Algo parecido a esto vino a decir Julio Llamazares en “La lluvia amarilla” ,donde su protagonista, un hombre enterrado en vida por su propio pueblo abandonado, fue a contar a un manzano de su huerto el suceso de la muerte de su esposa y el árbol le premió con unas apetitosas y mortales manzanas.
La cosa es que tan arraigada tengo ésta creencia de los hombres, los secretos y los bosques, que todavía hoy sigo compartiendo mis confesiones con las coníferas. A veces anteponiéndolas a las aturulladas mentes de mis allegados, que suficiente trabajo tienen con saber qué zapatos ponerse por la mañana como para soportar las inmundicias ajenas.
Cierto es que los secretos que custodian las copas de los árboles son cosa añeja y llamada al olvido por el ruido del mundo. Cada vez es más complicado ver caminantes entre las encinas en detrimento de los runners y grupos de amigos del Populus Nigra. Las recientes experiencias particulares me llevan a elevar a categoría de hecho la siguiente locura: el hombre ya no pasea. Se mueve, se desplaza, se transporta y se coloca; pero no pasea. No tiene capacidad de dotar a sus pisadas de un sin propósito. De esta guasa; el merodeador, con su abrigo, gorra y sus manos en los bolsillos, se ha convertido en el objeto favorito del desdén callado de los runners, que le echan encima la gravilla de sus Trabuco y les deslumbran con sus franjas fluorescentes y sus fundas de móvil en el brazo. Los paseantes son la mofa de los senderistas, que cubren distancias kilométricas a trote cochinero aprendiéndose de memoria el suelo y dejando en el aire un tufo pestilente porque en la marcha de cinco horas no han cerrado el pico ni un minuto; despotricando de aquello y del más allá, de Rajoy y del Coletas, de los desequilibrios del PIB, de los desamores en Aluche, de las tres cuotas del préstamo impagadas…
Un bosque desanimado por el hombre, que ha asustado a las alimañas y el silencio.
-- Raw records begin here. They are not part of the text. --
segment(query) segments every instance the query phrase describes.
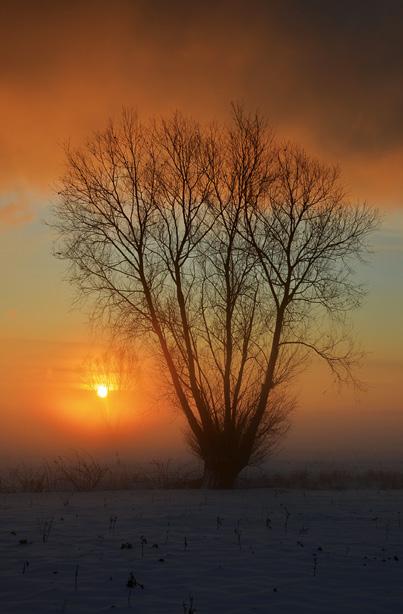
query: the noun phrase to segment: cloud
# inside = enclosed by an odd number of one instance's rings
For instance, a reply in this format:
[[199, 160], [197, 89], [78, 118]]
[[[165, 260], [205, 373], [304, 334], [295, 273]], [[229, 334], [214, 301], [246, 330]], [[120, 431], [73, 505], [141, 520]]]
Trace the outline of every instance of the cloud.
[[354, 195], [403, 207], [402, 21], [399, 0], [5, 0], [0, 189], [48, 189], [63, 142], [124, 104], [222, 119], [240, 100], [340, 162]]

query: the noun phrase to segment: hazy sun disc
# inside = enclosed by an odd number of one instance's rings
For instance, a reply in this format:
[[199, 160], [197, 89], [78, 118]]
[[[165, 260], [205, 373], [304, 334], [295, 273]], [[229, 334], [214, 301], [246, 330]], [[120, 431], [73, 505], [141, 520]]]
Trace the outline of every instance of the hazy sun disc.
[[108, 386], [105, 386], [105, 384], [99, 384], [99, 386], [97, 386], [97, 395], [101, 399], [105, 399], [108, 396]]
Las reivindicaciones de estos paisajes naturales como ente vivo y propio, a la par de nuestro derecho natural a la supervivencia, son un prólogo mediocre y desvirtuado de la verdadera importancia que entierran. Por encima de todo, los bosques existen para acoger nuestra capacidad de asombro. Para reciclar nuestro mal aliento y permitirnos emocionarnos por algo en lo que verdaderamente somos meros espectadores de otra especie que propone su propio canto. Tiene su belleza enterrada entre lombrices y larvas y en la pausada contemplación del jaleo de sus brazos, nos habla más de nosotros que nosotros mismos tratando de explicarnos.
En este mutismo compartido, diálogo de lo callado, que es la contemplación, se toma una sana distancia sobre lo importante, lo urgente, la chorrada y el cafrismo. La cabeza se ordena mientras jadea subiendo un pequeño cerro y los pies mantienen el equilibro en el barro. El hombre entiende mejor la condición de su pensamiento mientas se rumia oliendo a pino y resina, saboreando el mutismo y escuchando el reproche de una oveja en su pastar, que ante la febril observancia del par de ojos tranquilos y abrigados, no puede sino valar e interpelarnos.
Puede que ahora, que la madurez va equiparando mis responsabilidades a la de mis padres, me atreva a reprocharles en la próxima cena familiar lo siguiente: más valioso habría sido un “Anda hijo. Menudo comportamiento. Qué van a decir de ti los bosques” en las tardes de perpetuo recreo; que los constantes aspavientos e iras porque el chico no estudiaba y andaba todo el día haciendo el ganso.
Pues sea dicho entonces. Acerquémonos a los bosques y volvamos a confiarles nuestras tropelías. Que tienen por empeño darle aire a los quijotescos, pues bien necesario se presenta que el loco no pierda la palabra y que sepa enmudecer cuando cae una piña al suelo.
P.D: extensible son estas reflexiones a las que se originan en las montañas, en las playas libres de Georgie Dann y en los lagos muertos.